“Restarting Financial Reform”
January 26, 2010, 3:00am

Editorial — The New York Times.

In calling for new limits on the size and activities of big banks, President Obama has given the effort to enact serious financial regulatory reform something it lacked: a rational starting point.

The premise of the White House’s earlier approach to reform was that behemoth multitasking banks were an immutable fact of life and the best way to cope with them was to ensure that their failures would not endanger the rest of the financial system. As a response to the worst financial crisis since the Great Depression, “make the world safe for giant banks” was unsatisfactory.
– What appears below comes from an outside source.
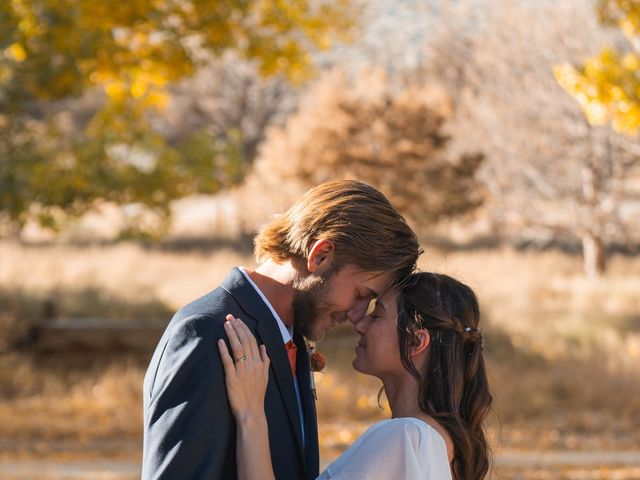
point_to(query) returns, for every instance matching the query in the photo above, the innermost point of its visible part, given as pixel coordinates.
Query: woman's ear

It ignored history, and suggested a devotion to the status quo that made real reform seem unlikely. It also ignored that large and complex banks are a problem long before they fail: an overgrown banking sector diverts resources from more productive uses and, in the process, amasses riches at the expense of everyone else. The entire country can see the evidence of that in stagnating wages, disappearing retirement savings, vanishing home equity and taxpayer-supported bonuses.
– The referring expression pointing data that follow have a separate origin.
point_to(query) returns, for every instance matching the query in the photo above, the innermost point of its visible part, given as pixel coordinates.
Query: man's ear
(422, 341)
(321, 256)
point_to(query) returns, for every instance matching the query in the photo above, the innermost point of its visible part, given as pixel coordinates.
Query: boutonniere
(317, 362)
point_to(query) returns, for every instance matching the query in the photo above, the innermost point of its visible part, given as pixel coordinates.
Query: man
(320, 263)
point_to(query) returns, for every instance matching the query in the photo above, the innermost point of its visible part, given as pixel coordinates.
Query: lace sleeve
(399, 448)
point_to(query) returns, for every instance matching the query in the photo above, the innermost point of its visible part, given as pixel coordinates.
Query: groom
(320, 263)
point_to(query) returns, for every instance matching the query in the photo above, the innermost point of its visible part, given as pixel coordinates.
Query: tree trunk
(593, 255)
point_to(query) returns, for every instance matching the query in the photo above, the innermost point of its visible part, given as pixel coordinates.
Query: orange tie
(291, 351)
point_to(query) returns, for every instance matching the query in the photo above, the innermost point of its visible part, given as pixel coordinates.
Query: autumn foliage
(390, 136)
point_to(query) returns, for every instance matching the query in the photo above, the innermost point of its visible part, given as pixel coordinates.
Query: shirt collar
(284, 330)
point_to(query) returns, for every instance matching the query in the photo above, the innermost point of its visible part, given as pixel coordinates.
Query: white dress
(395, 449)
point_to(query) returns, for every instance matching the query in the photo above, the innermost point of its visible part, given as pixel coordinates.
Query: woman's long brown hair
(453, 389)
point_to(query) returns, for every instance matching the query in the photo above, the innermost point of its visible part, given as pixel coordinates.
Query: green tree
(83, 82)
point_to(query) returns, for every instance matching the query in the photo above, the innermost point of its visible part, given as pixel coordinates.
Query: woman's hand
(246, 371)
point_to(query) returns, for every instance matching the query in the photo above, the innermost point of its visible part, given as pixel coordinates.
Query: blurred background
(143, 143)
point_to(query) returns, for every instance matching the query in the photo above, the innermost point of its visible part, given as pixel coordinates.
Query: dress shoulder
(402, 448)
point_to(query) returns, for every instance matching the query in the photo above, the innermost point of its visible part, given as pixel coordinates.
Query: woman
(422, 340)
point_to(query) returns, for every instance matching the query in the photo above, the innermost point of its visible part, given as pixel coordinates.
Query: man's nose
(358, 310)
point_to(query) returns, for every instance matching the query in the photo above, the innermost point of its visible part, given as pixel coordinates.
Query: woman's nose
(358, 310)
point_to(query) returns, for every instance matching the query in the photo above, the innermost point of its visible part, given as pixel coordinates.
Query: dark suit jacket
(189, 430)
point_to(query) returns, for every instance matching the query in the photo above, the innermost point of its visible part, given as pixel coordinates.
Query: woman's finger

Mr. Obama’s new proposals begin to correct those problems. They would ban banks with federally insured deposits from making risky bets in the capital markets. And they would prevent the banks from owning, investing or sponsoring hedge funds and private equity funds. Mr. Obama has also called for new caps on the size of banks, to limit the damage that a failure could inflict and to promote healthy competition.

Affected banks would include giants like JPMorgan Chase, Bank of America and Citibank. Goldman Sachs and Morgan Stanley would also fall under the new rules because they were converted to bank holding companies during the crisis so they could qualify for help from the Federal Reserve. But if regulators allow them to drop their bank charters, they would escape the new rules.
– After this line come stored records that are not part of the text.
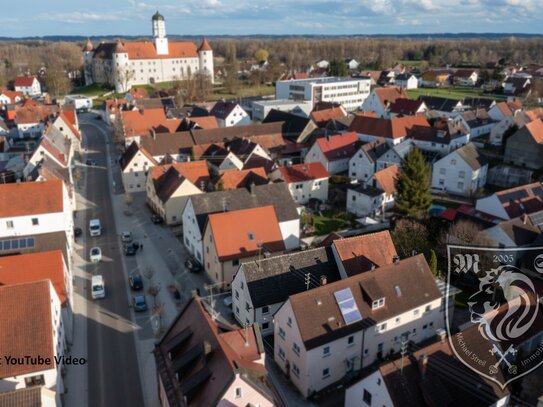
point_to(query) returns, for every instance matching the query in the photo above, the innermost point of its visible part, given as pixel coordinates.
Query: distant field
(453, 93)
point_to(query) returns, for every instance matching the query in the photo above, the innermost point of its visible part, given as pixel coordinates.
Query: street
(113, 373)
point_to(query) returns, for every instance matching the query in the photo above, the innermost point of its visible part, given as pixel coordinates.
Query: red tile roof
(234, 179)
(24, 81)
(140, 122)
(147, 50)
(339, 146)
(236, 234)
(303, 172)
(387, 128)
(359, 253)
(387, 179)
(31, 198)
(27, 327)
(26, 268)
(324, 116)
(195, 171)
(390, 94)
(12, 95)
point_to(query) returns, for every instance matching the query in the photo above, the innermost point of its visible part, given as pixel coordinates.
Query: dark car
(135, 281)
(139, 303)
(193, 266)
(130, 249)
(156, 219)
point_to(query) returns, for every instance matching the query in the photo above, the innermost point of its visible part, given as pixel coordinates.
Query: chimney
(423, 365)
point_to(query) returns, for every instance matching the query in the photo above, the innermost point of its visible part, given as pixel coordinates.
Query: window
(295, 348)
(34, 381)
(367, 397)
(378, 303)
(295, 370)
(380, 328)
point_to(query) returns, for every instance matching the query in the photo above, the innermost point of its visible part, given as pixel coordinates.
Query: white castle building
(124, 64)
The new proposals have yet to go through Congress, so it is not yet clear exactly how much they would restrict or shrink today’s banks. But it is clear that they could separate the casino of Wall Street from the banking system on which everyone relies.

That, in turn, would reassert the principle — lost through the bailouts — that the government does not support or stand behind Wall Street-style trading. The proposals would also enshrine in law the principle that the nation does not want and will counter outsized banks with huge concentrations of the nation’s financial assets. At the very least, a cap on size could stop a dismaying trend of big banks getting ever bigger and more powerful.

Of course, it’s not enough to be right on principle. But with core and credible principles reasserted and reflected in law, the other pillars of financial regulatory reform take on a coherence that has been missing.

There are several ways to pursue the bedrock principles of controlling size and risk, including higher capital requirements, the regulation of derivatives and the creation of an independent consumer financial protection agency. It is also imperative to develop a resolution authority that would force shareholders, creditors and the financial industry to bear the cost of failures, while precluding the government from rushing forward with bailouts.

Now that Mr. Obama has set the stage and committed to leading the effort, those and other crucial reforms may yet happen.